In Fairfax County, schools appear to be punishing maskless students under the dress code. One parent, Stephanie Lundquist-Arora, whose sons were suspended for “dress code violations,” believes that the administrators classify the violation as a dress code issue because they know they are on shaky ground legally. 

“I’m very disappointed,” the governor said of the districts’ crackdown, “and as I have very clearly articulated, parents should have, and based on my executive order, do have the right to decide whether their child wears a mask or not. And this is about their child’s health. This is about who is best positioned to make a decision with regards to their child’s health.”

Gov. Youngkin and Attorney General Jason Miyares filed a motion Wednesday to join a lawsuit filed by three Loudoun County parents over the ordeal. That lawsuit “seeks an order requiring the school board to rescind its universal mask mandate and comply with Executive Order 2.” 

After Youngkin issued the order against mask mandates, the Loudoun County school board voted to uphold its mask mandate. In addition, seven Virginia school boards filed a lawsuit in Arlington County Circuit Court against the order, claiming it was a violation of state law. 

Though Virginia has been a focal point for the mask discussion, similar measures recently made headlines in California. A 9-year-old boy at Garden Grove Elementary School was forced to sit outside alone for hours for not wearing his mask, while a teacher physically barred him from entering the classroom. The child reportedly has ADHD and tried to comply with the mask mandate for the majority of the year, but has since refused to wear it due to anxiety and stress.

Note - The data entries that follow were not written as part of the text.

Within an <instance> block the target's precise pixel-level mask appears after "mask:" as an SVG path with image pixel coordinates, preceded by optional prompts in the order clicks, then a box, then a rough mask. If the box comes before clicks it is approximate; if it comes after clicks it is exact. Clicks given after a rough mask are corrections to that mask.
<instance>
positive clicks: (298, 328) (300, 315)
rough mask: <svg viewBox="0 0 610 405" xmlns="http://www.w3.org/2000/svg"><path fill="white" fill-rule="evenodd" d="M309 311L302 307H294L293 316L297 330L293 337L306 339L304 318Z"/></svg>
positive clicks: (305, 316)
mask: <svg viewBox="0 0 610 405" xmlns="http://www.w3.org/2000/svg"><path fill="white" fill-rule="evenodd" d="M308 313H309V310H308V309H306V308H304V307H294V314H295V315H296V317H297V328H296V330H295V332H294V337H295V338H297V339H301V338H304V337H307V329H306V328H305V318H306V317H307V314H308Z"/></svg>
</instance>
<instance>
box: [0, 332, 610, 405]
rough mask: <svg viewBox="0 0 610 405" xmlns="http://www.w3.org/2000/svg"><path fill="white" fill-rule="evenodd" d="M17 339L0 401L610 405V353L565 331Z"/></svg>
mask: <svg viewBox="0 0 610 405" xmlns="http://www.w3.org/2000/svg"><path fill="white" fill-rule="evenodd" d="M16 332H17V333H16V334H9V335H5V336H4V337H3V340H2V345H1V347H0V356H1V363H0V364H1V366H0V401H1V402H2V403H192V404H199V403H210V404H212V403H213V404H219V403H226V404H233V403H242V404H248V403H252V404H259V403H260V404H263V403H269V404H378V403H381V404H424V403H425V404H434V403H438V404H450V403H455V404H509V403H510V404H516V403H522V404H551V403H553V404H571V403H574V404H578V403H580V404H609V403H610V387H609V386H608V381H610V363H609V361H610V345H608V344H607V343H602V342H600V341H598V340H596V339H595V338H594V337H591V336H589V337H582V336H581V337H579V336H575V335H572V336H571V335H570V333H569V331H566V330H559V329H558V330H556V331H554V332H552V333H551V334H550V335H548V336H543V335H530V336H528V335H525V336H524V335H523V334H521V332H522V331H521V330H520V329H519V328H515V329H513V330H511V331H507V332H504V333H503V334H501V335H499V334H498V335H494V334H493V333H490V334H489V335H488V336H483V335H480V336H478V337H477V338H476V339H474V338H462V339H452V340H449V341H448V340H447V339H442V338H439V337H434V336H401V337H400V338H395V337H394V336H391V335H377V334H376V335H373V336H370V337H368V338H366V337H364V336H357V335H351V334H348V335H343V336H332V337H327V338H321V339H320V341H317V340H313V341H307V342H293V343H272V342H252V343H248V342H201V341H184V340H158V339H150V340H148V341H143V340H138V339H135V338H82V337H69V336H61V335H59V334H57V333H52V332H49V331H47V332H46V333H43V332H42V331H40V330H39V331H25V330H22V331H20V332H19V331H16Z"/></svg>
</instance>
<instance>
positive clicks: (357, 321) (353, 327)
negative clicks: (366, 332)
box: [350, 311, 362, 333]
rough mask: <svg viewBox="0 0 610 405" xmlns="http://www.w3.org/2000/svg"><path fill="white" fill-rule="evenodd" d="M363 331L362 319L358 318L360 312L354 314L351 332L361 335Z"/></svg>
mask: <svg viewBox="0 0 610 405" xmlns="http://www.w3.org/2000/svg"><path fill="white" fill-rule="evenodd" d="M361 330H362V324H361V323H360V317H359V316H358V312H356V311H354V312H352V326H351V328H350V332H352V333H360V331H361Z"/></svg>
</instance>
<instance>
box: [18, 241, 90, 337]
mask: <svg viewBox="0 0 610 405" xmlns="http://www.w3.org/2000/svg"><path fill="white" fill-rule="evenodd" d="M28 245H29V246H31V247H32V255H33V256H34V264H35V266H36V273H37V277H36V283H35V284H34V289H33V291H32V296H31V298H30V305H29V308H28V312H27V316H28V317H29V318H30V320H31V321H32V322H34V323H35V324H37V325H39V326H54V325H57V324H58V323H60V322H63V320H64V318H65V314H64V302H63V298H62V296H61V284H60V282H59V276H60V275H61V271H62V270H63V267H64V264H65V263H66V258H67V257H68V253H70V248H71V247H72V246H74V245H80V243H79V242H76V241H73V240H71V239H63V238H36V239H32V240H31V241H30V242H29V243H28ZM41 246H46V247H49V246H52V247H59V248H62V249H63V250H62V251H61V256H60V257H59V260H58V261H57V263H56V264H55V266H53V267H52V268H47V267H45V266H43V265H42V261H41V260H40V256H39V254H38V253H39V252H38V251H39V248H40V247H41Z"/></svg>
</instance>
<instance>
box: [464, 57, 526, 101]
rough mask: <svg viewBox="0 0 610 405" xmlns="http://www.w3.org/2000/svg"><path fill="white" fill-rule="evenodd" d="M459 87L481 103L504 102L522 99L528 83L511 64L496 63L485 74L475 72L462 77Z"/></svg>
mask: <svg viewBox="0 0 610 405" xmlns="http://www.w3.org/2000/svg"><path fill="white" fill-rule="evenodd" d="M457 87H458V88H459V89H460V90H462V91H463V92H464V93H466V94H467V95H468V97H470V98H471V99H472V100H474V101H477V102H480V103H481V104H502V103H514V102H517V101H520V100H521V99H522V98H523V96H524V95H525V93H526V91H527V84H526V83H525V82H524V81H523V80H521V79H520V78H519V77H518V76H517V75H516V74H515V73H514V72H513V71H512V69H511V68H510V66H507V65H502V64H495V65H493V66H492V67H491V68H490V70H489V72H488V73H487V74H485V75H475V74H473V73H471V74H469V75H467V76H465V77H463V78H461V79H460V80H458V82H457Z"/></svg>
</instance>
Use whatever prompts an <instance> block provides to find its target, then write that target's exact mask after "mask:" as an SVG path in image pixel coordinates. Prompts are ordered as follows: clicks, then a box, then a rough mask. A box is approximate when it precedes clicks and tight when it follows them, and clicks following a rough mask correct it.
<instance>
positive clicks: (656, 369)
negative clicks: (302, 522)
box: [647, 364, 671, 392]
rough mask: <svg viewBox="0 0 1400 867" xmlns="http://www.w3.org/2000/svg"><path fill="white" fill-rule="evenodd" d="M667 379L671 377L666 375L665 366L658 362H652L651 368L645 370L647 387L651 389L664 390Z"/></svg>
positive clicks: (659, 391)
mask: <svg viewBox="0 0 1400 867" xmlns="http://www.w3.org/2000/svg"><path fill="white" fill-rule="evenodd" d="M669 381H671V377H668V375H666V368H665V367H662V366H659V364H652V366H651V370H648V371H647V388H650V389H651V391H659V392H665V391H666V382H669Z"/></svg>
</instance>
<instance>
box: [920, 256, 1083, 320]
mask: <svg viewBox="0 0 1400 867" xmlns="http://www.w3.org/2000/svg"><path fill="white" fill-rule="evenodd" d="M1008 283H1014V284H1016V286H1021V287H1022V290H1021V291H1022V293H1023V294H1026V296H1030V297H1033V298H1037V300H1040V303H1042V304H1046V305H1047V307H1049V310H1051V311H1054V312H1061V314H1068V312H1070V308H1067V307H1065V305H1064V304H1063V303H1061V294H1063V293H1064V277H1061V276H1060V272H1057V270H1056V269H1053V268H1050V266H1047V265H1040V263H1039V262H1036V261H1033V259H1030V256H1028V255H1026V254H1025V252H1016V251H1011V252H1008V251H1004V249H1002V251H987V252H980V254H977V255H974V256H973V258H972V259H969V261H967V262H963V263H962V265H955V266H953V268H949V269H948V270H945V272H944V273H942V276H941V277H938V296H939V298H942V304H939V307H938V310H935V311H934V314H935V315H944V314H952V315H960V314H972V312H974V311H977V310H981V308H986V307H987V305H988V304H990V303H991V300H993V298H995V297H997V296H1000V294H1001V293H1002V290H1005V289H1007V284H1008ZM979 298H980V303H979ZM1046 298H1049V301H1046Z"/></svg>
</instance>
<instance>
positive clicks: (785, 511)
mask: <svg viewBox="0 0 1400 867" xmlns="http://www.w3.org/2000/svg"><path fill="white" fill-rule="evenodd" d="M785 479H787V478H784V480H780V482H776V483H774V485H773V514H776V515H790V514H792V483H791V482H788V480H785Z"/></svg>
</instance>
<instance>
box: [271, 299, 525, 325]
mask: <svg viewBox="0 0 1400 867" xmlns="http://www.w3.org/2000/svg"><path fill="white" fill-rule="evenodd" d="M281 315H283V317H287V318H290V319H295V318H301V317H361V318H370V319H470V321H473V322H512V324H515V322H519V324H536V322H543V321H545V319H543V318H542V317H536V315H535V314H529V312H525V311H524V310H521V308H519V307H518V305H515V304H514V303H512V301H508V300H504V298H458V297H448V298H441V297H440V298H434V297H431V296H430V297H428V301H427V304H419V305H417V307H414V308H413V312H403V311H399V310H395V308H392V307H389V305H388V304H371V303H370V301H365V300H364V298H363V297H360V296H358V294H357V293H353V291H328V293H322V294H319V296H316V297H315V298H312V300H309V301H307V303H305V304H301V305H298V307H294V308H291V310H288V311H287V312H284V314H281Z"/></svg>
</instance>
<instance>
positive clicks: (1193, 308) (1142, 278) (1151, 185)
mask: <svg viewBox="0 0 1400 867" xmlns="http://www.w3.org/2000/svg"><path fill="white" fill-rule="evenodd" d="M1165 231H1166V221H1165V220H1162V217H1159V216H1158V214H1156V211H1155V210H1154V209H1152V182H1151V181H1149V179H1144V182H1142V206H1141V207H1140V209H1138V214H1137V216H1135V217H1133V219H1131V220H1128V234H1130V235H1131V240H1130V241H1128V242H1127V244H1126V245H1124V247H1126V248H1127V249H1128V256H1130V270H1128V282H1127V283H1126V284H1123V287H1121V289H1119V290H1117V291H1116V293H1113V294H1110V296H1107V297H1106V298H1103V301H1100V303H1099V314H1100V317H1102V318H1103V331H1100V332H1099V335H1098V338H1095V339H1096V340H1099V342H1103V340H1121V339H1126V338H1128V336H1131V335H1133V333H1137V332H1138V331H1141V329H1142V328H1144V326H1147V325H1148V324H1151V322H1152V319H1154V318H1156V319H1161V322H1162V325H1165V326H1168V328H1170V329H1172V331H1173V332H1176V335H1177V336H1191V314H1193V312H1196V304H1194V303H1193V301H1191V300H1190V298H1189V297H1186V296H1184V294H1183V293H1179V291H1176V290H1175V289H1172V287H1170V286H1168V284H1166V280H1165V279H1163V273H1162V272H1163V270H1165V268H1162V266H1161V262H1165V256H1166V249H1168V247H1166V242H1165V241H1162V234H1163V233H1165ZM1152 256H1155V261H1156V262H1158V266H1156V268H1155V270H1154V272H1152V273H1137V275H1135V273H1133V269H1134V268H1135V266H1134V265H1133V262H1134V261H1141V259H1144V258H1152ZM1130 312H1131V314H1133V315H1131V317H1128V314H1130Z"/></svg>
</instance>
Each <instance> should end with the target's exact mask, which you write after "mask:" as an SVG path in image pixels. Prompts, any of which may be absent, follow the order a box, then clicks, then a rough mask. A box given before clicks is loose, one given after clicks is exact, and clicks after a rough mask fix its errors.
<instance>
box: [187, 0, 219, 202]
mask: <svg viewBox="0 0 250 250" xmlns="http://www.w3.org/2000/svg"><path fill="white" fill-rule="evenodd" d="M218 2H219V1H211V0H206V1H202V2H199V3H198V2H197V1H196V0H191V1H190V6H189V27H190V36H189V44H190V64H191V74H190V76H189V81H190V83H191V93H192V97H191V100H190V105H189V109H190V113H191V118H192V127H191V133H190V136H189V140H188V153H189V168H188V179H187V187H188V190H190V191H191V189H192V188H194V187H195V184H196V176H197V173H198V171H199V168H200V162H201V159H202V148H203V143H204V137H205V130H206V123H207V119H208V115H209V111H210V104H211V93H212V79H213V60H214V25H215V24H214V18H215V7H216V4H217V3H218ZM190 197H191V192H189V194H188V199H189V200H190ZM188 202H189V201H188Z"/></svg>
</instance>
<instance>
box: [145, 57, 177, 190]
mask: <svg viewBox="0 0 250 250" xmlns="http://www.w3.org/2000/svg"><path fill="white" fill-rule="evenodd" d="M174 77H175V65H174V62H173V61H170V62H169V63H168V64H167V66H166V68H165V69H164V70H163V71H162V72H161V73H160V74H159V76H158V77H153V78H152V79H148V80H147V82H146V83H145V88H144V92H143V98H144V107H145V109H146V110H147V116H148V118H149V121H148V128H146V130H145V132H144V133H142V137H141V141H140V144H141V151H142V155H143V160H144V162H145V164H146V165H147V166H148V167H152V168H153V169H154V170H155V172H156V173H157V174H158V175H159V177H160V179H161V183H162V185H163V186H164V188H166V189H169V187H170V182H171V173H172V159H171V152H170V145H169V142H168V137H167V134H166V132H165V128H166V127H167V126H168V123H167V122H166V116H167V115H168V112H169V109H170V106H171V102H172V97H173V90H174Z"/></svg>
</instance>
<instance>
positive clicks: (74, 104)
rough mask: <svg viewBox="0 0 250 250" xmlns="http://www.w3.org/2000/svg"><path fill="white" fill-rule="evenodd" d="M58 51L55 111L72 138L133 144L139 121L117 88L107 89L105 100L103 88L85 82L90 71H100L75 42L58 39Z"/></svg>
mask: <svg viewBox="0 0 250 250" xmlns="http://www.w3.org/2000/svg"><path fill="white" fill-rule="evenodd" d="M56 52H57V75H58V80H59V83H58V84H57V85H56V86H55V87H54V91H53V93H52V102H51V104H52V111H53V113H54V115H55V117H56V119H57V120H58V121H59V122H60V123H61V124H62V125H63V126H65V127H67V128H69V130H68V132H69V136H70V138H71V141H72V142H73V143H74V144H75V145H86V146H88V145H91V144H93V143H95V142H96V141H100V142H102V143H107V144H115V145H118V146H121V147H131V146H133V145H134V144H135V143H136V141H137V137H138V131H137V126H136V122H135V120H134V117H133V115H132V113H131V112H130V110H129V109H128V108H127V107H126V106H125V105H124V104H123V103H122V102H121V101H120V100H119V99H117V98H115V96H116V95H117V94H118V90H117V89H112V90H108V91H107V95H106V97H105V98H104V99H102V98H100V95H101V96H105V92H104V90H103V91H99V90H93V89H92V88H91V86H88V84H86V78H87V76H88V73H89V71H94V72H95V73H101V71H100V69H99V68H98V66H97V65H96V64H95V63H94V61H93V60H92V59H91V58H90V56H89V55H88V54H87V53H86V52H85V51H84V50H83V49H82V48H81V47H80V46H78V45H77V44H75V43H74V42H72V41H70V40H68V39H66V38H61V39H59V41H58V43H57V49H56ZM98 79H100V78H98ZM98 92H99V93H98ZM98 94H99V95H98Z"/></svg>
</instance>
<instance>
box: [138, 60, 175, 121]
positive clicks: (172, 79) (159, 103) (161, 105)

According to one report, for multiple days the child had to sit outside alone on the playground to do his schoolwork, endured chants from other kids about mask-wearing while teachers stood idly by, and was counted truant for five days by the school. Finally, school authorities took it as far as threatening to call the state’s Child Protective Services on his parents, barring the child from the campus and citing the child as a “clear and present danger.”

In spite of mounting evidence that cloth masks are ineffective to prevent spread and detrimental to learning and mental health for children, many school districts around the nation are doubling down on mask mandates. Whose interests do such mandates serve?